Without doing this in a formal manner, such complexity calculations can be "guessed" using integrals. The integrand is the complexity of do_something, which is assumed to be O(1), and combined with the interval of log N, this then becomes log N for the inner loop. Combined with the outer loop, the overall complexity is O(N log N). So between linear and quadratic.

Note: this assumes that "do something" is O(1) (in terms of N, it could be of a very high constant of course).

3 Comments

Multiply that by the complexity of "do something".
Image
How can the complexity be worse than that of a basic two-dimensional loop over n^2? How can it be worse than n*log n for that matter?
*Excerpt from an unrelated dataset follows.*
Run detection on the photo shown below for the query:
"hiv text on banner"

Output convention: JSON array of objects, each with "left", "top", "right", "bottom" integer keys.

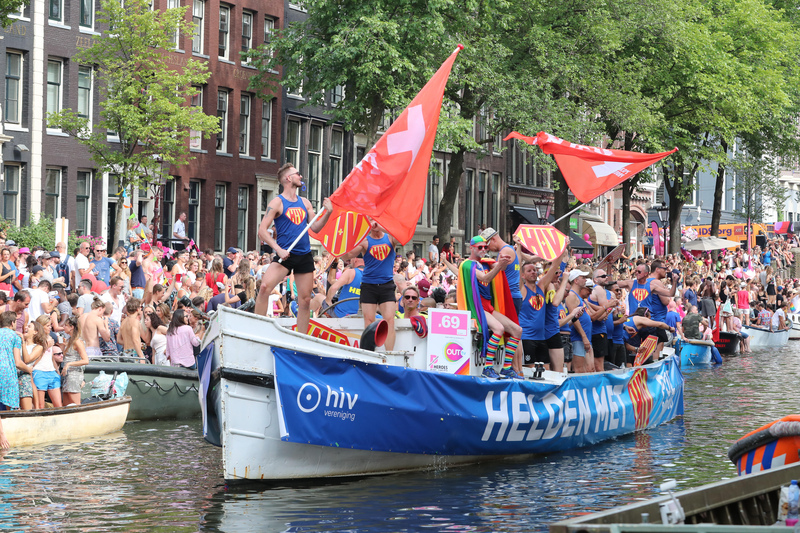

Honestly asking - it's been a while since I've studied this formally. But "between quadratic and cubic" for this intuitively seems wrong to me?
@LightnessRacesinOrbit duh, you are right, I messed up, fixed now.
0

Let’s start with log(1)+log(2)+log(3)+...+log(n).

Roughly half of the elements of this sum are greater than or equal to log(n/2) = log(n) - log(2). Hence the lower bound of this sum is n / 2 * (log(n) - log(2)) = Omega(nlog(n)). To get the upper bound, simply multiply n by the largest element which is log(n), hence O(nlog(n)).